Fluoride refers to naturally occurring mineral salts of element fluorine. Fluoride is essential for preventing tooth decay (cavity formation) and also for proper tooth development. Major professional bodies of pediatric dentists recommend that drinking water for children should contain 0.7 parts per million (ppm) of fluoride. According to the federal Center for Disease Control and Prevention (CDC) fluoridated water is one of the most important health achievements of the previous (20th) century. Had it not been for this fluoridation campaign, incidence of tooth decay in USA would have been much greater.
However, not every child has access to fluoridated water. Fluoride supplements are, therefore often recommended by pediatric dentists to protect against caries (cavities). Fluoride tooth pastes may also be advised. However, caution is important against giving your child too much fluoride. Therefore, it is important to give fluoride supplement only under professional advice.
How Fluoride Helps
The outer layer on the visible part of each tooth is called the enamel. It is the hardest tissue in the human body, but is stable only in a basic environment like that provided by the saliva. It decays very fast in an acidic environment, which may be caused by bacterial decomposition of sugar in the food remnants sticking to the teeth. Acidic drinks and citrus juices can also cause the mouth to become acidic. The presence of fluoride in the teeth prevents the acid attack on the enamel. A deficiency of fluoride will permit decay of the enamel and formation of cavities. Fluoride can even reverse, to a certain degree, the formation of cavities already in process.

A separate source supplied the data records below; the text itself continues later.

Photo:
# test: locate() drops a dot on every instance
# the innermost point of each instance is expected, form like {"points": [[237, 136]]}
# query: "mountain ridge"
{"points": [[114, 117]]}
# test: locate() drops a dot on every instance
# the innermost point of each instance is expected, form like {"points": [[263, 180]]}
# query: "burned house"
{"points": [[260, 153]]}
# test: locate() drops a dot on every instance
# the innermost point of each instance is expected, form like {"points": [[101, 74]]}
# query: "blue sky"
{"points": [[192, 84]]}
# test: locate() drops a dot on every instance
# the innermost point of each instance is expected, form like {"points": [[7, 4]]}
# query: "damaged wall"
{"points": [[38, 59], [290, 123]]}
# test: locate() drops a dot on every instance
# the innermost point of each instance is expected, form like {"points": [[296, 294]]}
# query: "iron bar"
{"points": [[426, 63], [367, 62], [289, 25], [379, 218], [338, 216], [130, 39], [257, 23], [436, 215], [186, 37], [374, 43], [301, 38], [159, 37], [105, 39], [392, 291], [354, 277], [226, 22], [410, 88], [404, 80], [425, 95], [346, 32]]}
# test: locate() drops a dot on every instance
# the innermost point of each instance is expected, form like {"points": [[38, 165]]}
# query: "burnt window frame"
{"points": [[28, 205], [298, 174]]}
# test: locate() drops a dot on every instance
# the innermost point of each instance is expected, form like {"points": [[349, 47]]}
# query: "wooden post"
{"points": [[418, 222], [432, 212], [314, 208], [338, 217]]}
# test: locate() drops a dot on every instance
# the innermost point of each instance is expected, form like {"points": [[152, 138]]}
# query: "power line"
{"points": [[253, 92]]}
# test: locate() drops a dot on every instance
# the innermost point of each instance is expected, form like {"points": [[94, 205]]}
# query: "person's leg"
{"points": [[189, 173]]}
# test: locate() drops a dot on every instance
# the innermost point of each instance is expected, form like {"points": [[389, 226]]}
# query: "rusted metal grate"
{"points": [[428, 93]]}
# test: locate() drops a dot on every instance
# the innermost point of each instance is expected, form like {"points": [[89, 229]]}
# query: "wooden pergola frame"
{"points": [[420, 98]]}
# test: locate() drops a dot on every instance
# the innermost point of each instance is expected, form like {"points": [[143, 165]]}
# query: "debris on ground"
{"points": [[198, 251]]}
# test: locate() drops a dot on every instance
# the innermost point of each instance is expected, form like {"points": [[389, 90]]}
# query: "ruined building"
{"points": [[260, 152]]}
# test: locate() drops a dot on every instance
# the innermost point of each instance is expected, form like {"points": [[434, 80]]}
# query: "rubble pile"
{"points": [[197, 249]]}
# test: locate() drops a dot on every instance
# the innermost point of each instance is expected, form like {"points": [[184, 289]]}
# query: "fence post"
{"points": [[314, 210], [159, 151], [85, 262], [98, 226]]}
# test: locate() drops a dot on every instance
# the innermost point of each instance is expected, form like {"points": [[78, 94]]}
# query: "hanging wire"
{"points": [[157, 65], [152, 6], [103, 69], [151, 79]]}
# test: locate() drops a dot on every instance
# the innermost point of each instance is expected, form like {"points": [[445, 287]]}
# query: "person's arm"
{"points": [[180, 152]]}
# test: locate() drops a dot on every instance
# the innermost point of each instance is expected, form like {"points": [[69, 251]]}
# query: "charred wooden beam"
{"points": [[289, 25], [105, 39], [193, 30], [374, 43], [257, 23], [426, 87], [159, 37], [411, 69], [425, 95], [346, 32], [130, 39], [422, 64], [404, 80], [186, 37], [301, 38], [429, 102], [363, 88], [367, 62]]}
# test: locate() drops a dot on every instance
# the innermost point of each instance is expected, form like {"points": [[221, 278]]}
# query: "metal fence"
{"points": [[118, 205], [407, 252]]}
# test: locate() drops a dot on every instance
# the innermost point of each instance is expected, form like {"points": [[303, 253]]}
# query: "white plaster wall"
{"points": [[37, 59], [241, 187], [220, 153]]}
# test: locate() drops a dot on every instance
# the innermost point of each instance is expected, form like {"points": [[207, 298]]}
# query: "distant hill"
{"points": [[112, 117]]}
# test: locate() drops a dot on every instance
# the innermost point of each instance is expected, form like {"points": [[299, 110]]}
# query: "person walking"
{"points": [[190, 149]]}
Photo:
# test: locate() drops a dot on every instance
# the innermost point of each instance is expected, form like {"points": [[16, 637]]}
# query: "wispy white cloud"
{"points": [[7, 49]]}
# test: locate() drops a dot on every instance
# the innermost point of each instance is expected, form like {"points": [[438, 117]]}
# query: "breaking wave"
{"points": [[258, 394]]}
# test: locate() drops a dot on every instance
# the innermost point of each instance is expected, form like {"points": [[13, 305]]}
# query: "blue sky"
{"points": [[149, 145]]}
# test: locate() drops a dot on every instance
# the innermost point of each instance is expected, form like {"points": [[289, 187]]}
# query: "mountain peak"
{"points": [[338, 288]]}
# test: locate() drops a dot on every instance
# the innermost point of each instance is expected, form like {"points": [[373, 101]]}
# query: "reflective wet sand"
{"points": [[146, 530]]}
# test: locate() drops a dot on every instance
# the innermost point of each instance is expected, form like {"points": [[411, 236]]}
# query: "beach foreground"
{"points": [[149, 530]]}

Delivering Fluoride to the Teeth
Fluoride from drinking water, normal food, and supplements can be utilized by the developing teeth of children. A tooth which has already erupted, can be strengthened by topical application of fluoride. Fluoride can be topically applied to teeth of your children by the dentist in his office. Use of fluoride tooth pastes is another way of doing it. However, too much fluoridation must be avoided. Children under two years should use only a smear of fluoride tooth paste on their brush each time. Children from 2 to 6 years should use about a pea sized amount of tooth paste.
How Much Is Too Much?
Teeth still forming below the gum line can develop a condition called tooth fluorosis. This is indicated by a streaked or mottled appearance of the tooth surfaces. Milder form shows in the form of white spots which may not be readily visible. In very severe, but rare cases, the discoloration can be darker and the surface may have a pitted texture. Fluorosis due to excess fluoride is not really harmful, except being aesthetically undesirable. But deficiency of fluoride can have serious consequences for your child’s dental health and comfort.
The risk for fluorosis ends when most permanent teeth have formed, say by age 9. But before that all foods and supplements for the child must be carefully weighed in terms of the fluoride they can give to your child. The intake of fluoride is simply cumulative. However, the risk of over fluoridation is far overweighed by the risk of harm due to under fluoridation.